The well-traveled Stastny has already played for four teams — including two stints with the Winnipeg Jets — so fitting in and finding chemistry with teammates should not be an issue for a veteran who is 16 goals shy of 300 for his career.
“My wife and I have always wanted a chance to win,” Stastny said. “It’s later in our career. We’ve been fortunate enough to play on good teams, and you come close and you realize how hard it is. Maybe it might never come. That’s all right. But as long as you give yourself a chance and you have good teams come knocking on your door and they think you’re valuable, I think that’s a risk we’re always willing to take.”
On a struggling Jets team that did not make the postseason in the Western Conference in 2021-22, Stastny managed 21 goals and 45 points, and he did so while averaging 17 minutes, 46 seconds on the ice.
He picked up a larger role after the Jets pared down their forwards, sending center Andrew Copp to the New York Rangers.
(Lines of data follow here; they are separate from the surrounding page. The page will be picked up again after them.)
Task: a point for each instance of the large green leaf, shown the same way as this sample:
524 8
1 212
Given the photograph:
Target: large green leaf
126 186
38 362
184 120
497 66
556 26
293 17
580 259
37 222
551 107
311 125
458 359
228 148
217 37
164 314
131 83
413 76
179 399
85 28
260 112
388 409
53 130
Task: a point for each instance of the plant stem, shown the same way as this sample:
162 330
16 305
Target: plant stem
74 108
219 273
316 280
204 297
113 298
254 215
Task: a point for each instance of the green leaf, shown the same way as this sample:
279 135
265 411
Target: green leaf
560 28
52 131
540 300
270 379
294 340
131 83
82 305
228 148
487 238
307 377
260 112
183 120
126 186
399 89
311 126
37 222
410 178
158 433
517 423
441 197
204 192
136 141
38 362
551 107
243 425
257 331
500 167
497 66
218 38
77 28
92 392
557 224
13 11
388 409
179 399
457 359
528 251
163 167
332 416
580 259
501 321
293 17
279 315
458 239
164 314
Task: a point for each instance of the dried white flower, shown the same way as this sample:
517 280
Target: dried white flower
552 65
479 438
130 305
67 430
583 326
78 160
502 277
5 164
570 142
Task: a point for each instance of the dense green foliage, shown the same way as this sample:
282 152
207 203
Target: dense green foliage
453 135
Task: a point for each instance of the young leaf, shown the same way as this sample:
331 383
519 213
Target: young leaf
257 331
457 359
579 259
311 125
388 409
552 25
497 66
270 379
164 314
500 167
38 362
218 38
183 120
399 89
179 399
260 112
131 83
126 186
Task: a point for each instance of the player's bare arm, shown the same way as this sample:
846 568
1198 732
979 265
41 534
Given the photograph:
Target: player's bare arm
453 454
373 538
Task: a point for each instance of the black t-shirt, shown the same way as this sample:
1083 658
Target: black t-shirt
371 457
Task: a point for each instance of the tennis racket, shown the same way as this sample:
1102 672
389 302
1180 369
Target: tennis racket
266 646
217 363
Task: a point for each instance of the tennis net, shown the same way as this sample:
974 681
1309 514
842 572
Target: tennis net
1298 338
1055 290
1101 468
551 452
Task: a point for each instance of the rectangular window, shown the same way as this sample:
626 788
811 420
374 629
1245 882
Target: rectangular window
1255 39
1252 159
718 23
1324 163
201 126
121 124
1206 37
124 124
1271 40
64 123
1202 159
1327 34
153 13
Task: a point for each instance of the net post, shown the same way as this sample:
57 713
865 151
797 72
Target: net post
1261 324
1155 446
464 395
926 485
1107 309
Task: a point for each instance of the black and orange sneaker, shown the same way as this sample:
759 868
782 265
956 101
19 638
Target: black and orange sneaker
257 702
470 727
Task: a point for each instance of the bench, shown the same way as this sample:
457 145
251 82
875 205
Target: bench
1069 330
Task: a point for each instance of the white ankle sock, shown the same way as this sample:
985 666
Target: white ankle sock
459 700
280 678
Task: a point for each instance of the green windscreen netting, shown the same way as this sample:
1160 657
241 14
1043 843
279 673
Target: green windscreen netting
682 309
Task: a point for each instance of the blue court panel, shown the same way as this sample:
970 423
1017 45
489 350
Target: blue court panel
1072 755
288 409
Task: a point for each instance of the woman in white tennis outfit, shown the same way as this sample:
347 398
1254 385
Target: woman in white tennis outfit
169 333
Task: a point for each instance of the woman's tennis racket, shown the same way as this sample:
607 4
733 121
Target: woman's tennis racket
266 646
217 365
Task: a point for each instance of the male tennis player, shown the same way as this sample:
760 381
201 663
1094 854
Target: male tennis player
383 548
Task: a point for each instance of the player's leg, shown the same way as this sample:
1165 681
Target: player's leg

That clearly helped, as he topped the 20-goal barrier for the first time since 2013-14, when he netted 25 for the Colorado Avalanche.
“Paul is an extremely reliable veteran who has been effective at both ends of the ice for his entire career,” Hurricanes general manager Don Waddell said in a statement. “He adds even more experience and leadership to our forward group, and we are excited to have him in Carolina.”
The Hurricanes have had a busy offseason. Among the moves, they traded for defenseman Brent Burns and Pacioretty and signed winger Ondrej Kase. They lost forwards Nino Niederreiter and Vincent Trocheck in free agency and traded defenseman Tony DeAngelo.
The Associated Press contributed to this report.